Mobileye Tests Self-driving Systems in Jerusalem

The first phase of the Intel and Mobileye 100-car autonomous vehicle (AV) fleet has begun on Jerusalem roads. The technology is being driven on the road to demonstrate the power of the Mobileye approach and technology, to prove that the Responsibility-Sensitive Safety (RSS) model increases safety, and to integrate key learnings into products and customer projects.

In the coming months, the Mobileye fleet will expand to the U.S. and other regions. While the AV fleet is not the first on the road, it represents a novel approach that challenges conventional wisdom in multiple areas. Leveraging over 20 years of experience in computer vision and artificial intelligence, our vehicles are proving the Mobileye-Intel solution is the most efficient and effective.

Mobileye is based in Israel and wanted to demonstrate that the technology can work in any geography and under all driving conditions.

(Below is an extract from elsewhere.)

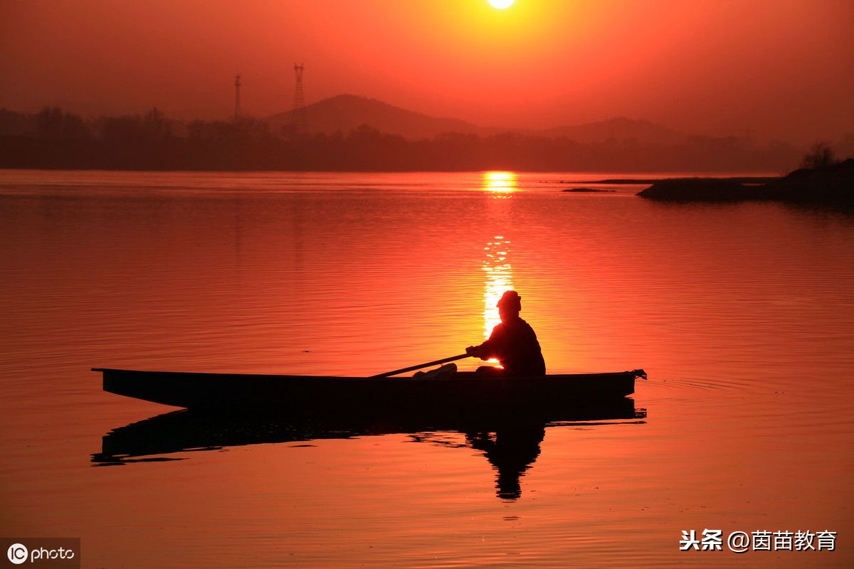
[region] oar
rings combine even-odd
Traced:
[[[418,365],[412,365],[408,368],[401,368],[401,369],[395,369],[392,371],[387,371],[384,374],[377,374],[377,375],[371,375],[370,379],[377,377],[389,377],[389,375],[397,375],[398,374],[402,374],[405,371],[412,371],[414,369],[420,369],[421,368],[429,368],[431,365],[439,365],[440,363],[447,363],[447,362],[453,362],[455,360],[461,360],[464,357],[471,357],[469,354],[459,354],[459,356],[451,356],[450,357],[445,357],[441,360],[436,360],[435,362],[427,362],[426,363],[419,363]]]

Jerusalem is notorious for aggressive driving. There aren’t perfectly marked roads. And there are complicated merges. People don’t always use crosswalks. You can’t have an autonomous car traveling at an overly cautious speed, congesting traffic or potentially causing an accident. You must drive assertively and make quick decisions like a local driver.

During this initial phase, the fleet is powered only by cameras. In a 360-degree configuration, each vehicle uses 12 cameras, with eight cameras providing long-range surround view and four cameras utilized for parking. The goal in this phase is to prove that we can create a comprehensive end-to-end solution from processing only the camera data.

The radar/lidar layer will be added in the coming weeks when a second development and then synergies among sensing modalities can be used for increasing the “comfort” of driving.

The end-to-end compute system in the AV fleet is powered by four Mobileye EyeQ4s. An EyeQ4 SoC has 2.5 Terra OP/s (TOP/s) (for deep networks with an 8-bit representation) running at 6 watts of power. Produced in 2018, the EyeQ4 is Mobileye’s latest SoC and this year will see four production launches, with an additional 12 production launches slated for 2019. The SoC targeting fully autonomous is the Mobileye EyeQ®5, whose engineering samples are due later this year. An EyeQ5 has 24 TOP/s and is roughly 10 times more powerful than an EyeQ4. In production we are planning for three EyeQ5s to power a full L4/L5 AV. Therefore, the current system on roads today includes approximately one-tenth of the computing power we will have available in our next-gen EyeQ5-based compute system beginning in early 2019.

The Mobileye-Intel approach is contrary to industry common practice in the field, which is to over-subscribe the computing needs during R&D (i.e., “give me infinite computing power for development”) and then later try to optimize to reduce costs and power consumption. They beleive, on the other hand, are executing a more effective strategy by under-subscribing the computing needs so that they maintain focus on developing the most efficient algorithms for the sensing state, driving policy and vehicle control.